E assim como as empresas têm vindo, obrigatoriamente, a adaptar-se ao mercado, também as sociedades de advogados que as querem aconselhar se têm visto obrigadas a estudar as novas tecnologias e ramos de negócios para as aconselhar. Isso mesmo foi o que Magda Viçoso, sócia do escritório de advogados Morais Leitão, explicou.
Diz a advogada que, hoje em dia, as empresas vão ao encontro do seu escritório por três razões: “Vêm a pretexto das pessoas, por exemplo, no tema de retenção talentos; vêm a pretexto da tecnologia – ‘eu tenho aqui um novo provider, desta vez tenho um contrato com que não estou habituado a lidar, tenho aqui temas de segurança, tenho aqui temas de certificações que tenho de cumprir’; ou tenho aqui o meu novo modelo de negócio, quero testar convosco se este produto funciona, que desafios é que isto traz.”

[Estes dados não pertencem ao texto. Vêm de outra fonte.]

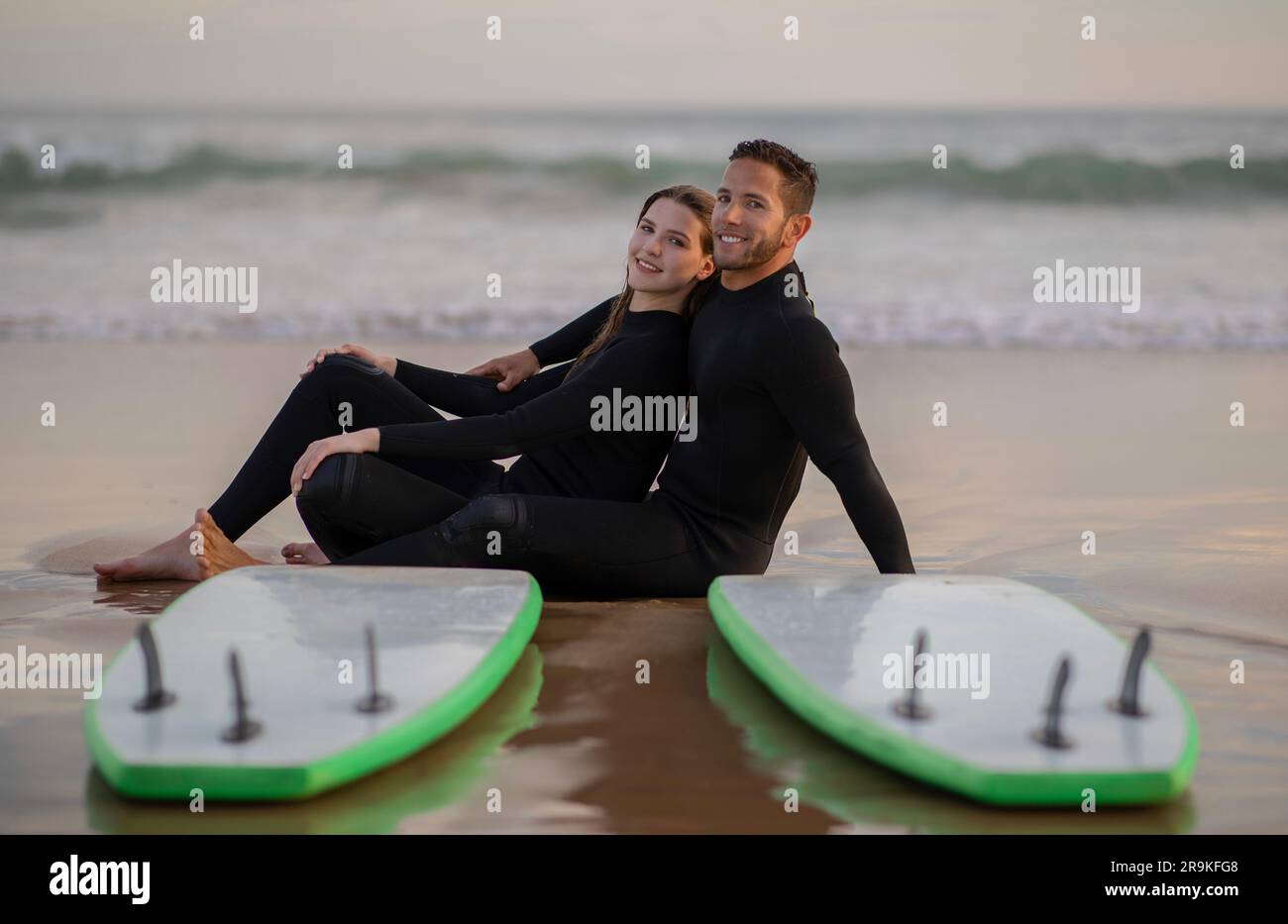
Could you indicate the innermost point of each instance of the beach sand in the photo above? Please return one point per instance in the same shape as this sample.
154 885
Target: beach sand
1190 518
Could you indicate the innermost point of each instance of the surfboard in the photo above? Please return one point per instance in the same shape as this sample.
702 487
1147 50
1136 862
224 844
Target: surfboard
282 682
988 687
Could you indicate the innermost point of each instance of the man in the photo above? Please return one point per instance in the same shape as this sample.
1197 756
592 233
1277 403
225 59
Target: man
769 387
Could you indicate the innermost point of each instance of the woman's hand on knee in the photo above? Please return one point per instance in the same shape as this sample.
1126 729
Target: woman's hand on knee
357 442
509 369
385 364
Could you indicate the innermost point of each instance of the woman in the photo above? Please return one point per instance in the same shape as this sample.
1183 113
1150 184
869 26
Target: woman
352 404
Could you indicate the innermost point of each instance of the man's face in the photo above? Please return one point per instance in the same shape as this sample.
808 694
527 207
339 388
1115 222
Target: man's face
748 219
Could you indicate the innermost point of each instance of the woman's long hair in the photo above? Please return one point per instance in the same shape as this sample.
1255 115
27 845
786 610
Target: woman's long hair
700 203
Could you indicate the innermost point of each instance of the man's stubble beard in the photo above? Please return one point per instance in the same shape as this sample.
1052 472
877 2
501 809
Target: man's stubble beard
759 253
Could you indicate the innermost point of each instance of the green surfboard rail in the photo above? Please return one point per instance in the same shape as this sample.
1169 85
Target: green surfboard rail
936 768
303 781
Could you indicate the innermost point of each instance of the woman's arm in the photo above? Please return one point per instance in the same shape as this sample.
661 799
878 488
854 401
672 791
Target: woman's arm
570 340
471 395
558 415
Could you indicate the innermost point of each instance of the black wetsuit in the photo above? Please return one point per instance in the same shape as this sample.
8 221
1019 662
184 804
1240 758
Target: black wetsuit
429 467
768 377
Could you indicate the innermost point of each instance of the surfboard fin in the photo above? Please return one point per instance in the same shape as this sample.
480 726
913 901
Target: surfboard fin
1128 699
244 727
374 700
1050 735
155 696
911 707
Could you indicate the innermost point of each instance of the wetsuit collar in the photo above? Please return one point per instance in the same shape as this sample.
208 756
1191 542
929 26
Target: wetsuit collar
772 283
652 317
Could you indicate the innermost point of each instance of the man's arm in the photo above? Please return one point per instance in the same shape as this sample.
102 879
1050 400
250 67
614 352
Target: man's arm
811 387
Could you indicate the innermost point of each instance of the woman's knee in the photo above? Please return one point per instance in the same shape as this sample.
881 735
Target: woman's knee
487 518
329 488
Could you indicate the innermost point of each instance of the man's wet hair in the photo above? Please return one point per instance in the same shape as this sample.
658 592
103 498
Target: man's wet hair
800 176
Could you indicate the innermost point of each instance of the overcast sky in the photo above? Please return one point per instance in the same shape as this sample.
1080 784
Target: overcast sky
651 52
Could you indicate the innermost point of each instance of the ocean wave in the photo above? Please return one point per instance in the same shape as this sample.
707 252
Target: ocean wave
1060 176
1263 330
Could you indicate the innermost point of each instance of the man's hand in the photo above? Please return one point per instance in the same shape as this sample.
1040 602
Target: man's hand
357 442
509 370
385 364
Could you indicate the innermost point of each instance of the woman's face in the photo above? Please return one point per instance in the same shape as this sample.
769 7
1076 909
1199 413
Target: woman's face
665 253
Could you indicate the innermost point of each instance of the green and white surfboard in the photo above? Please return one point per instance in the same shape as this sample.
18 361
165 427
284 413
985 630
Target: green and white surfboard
844 654
342 670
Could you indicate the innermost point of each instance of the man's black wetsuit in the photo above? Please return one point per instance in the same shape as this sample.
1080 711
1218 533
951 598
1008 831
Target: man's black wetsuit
768 377
430 467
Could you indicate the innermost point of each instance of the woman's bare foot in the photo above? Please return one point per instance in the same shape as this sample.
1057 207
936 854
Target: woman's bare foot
172 559
304 554
217 551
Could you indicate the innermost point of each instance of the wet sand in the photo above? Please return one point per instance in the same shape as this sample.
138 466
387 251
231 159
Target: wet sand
1192 529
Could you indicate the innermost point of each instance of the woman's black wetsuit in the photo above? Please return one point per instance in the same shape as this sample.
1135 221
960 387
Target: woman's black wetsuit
768 377
429 467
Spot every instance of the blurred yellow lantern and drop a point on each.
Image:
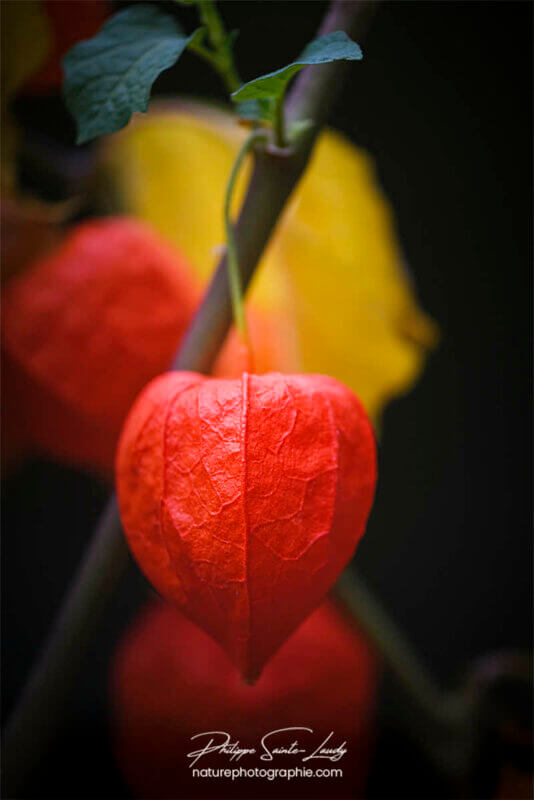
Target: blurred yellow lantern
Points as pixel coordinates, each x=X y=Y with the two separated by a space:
x=331 y=290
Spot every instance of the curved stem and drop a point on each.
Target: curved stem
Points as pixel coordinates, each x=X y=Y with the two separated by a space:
x=273 y=179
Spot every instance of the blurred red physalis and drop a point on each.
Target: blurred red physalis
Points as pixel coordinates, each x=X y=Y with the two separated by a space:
x=70 y=22
x=171 y=682
x=244 y=499
x=83 y=330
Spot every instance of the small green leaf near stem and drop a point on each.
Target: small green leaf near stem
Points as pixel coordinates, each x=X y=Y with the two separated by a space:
x=220 y=55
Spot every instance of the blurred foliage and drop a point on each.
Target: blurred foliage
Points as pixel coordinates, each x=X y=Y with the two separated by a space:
x=332 y=276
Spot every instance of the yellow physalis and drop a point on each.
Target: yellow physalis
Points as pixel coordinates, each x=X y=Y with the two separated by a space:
x=331 y=287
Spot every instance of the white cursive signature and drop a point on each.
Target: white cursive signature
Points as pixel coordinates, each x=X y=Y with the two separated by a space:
x=272 y=744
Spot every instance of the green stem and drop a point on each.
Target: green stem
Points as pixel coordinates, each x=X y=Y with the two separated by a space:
x=221 y=57
x=232 y=260
x=278 y=122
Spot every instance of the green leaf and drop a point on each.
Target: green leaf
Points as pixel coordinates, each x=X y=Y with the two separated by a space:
x=333 y=47
x=110 y=76
x=257 y=110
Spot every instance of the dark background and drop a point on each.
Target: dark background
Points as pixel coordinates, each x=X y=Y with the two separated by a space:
x=442 y=100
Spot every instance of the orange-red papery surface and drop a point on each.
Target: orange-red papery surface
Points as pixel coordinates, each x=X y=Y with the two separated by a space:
x=86 y=327
x=83 y=330
x=244 y=499
x=170 y=682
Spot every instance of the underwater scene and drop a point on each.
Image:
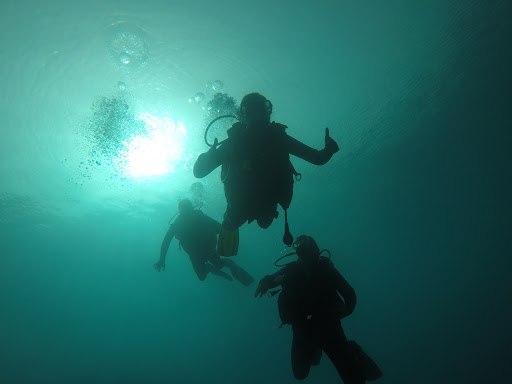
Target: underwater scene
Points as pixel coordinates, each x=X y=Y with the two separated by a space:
x=246 y=192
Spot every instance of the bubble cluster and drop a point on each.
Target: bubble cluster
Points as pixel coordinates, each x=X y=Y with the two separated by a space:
x=105 y=134
x=209 y=90
x=217 y=85
x=127 y=45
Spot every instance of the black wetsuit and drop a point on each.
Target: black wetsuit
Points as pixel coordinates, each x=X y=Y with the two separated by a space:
x=257 y=172
x=197 y=234
x=310 y=302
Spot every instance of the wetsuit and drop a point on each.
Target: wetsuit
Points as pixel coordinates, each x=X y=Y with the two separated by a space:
x=310 y=301
x=257 y=172
x=197 y=234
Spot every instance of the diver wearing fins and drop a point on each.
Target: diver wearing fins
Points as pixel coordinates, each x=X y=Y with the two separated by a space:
x=256 y=169
x=197 y=234
x=310 y=301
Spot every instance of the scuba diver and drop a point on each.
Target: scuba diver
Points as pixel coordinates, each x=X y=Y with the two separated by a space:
x=256 y=169
x=197 y=235
x=310 y=301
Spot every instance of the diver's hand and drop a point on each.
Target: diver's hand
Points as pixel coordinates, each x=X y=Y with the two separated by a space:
x=215 y=145
x=330 y=144
x=159 y=265
x=263 y=287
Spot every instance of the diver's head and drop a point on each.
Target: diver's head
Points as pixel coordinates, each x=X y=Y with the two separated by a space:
x=185 y=206
x=307 y=249
x=255 y=110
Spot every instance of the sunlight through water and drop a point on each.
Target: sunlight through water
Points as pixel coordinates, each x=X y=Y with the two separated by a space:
x=156 y=152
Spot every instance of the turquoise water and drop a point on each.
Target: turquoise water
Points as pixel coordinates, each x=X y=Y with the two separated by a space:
x=104 y=106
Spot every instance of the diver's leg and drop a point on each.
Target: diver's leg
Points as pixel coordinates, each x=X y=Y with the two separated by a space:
x=202 y=267
x=302 y=350
x=238 y=272
x=333 y=341
x=199 y=266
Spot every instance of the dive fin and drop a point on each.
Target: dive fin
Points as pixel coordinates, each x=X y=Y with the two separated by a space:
x=287 y=238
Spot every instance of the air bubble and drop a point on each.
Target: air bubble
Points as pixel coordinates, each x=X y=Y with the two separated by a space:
x=217 y=85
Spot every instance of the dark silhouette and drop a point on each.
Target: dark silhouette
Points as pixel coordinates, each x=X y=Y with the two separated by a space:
x=197 y=234
x=310 y=301
x=256 y=169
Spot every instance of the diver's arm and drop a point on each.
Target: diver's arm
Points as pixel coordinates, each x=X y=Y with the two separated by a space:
x=214 y=224
x=311 y=155
x=208 y=161
x=269 y=282
x=346 y=291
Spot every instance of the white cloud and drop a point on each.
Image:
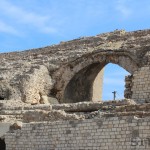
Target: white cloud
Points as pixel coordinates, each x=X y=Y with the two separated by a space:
x=29 y=18
x=4 y=27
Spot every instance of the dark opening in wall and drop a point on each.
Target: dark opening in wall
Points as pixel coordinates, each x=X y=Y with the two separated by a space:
x=2 y=144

Magda Viçoso é perentória: naquilo que lhe foi dado a observar, são as empresas que querem inovação nestas três frentes – pessoas, tecnologia e produto – que, por norma, saem vencedoras. E o mesmo acontece nas sociedades de advogados. “Tenho colegas que hoje negoceiam contratos que, se eles não forem conhecedores de elementos relacionados com a tecnologia, se o mundo do Direito não falar com o mundo da tecnologia, não tem futuro, a tecnologia tem sido uma área de especialização.”
E acrescenta: “Há muitos clientes que trazem modelos de negócio que querem introduzir elementos de inteligência artificial, de criptomoeda, por exemplo. Nós, na Morais Leitão, desenvolvemos um conjunto de clusters, cujo objetivo foi mesmo esse, ter pessoas a pensar como é que damos resposta aos nossos clientes que querem desenvolver uma nova área de atividade. Têm uma PME a nascer para um negócio que há meia dúzia anos era impensável. E, portanto, aí o advogado é obrigado a acompanhar. Ou então o cliente que nos traz um volume gigantesco de informação que há uns anos eram pilhas de caixotes de que o cliente não queria tirar vantagem e hoje quer trabalhar a sua informação, quer guardá-la bem, quer mecanismos de segurança. A sua informação é um ativo e o advogado faz parte desse exercício.”
O advogado, conclui Magda Viçoso, faz hoje parte dos “estudos preditivos” da empresa, do tratamento de dados, ajuda-as no equilíbrio da regulação e crescimento do negócio, sobretudo, sublinha, nas sociedades de advogados, como nas PME, é importante que os colaboradores vejam a tecnologia como uma aliada e não como ameaça.
Ideia em que Elsa Carvalho pega para frisar que o primeiro impacto natural do ser humano à mudança é a resistência. E é aí que entra o necessário processo de gestão da mudança, mostrando as vantagens que a mesma traz e que, por parte das empresas, há que trabalhar os grandes processos de transformação.
Na época atual de grande evolução, a transformação e mudança mais do que necessária, é urgente, para as empresas. “Aqui, os investimentos tecnológicos digitais, então, no caso das PME, são fundamentais” para acelerar a competitividade das PME, afiança a responsável da WTW Portugal.
Mas é também fundamental o investimento em pessoas, isto é, em formação e requalificação dos colaboradores, para que se possam adaptar às novas tecnologias e métodos de trabalho. E mais uma vez, para que, quando necessário, as empresas possam atrair e contratar novos talentos. “Sem dúvida que, também aqui, uns incentivos fiscais também ajudam”, rematou Elsa Carvalho.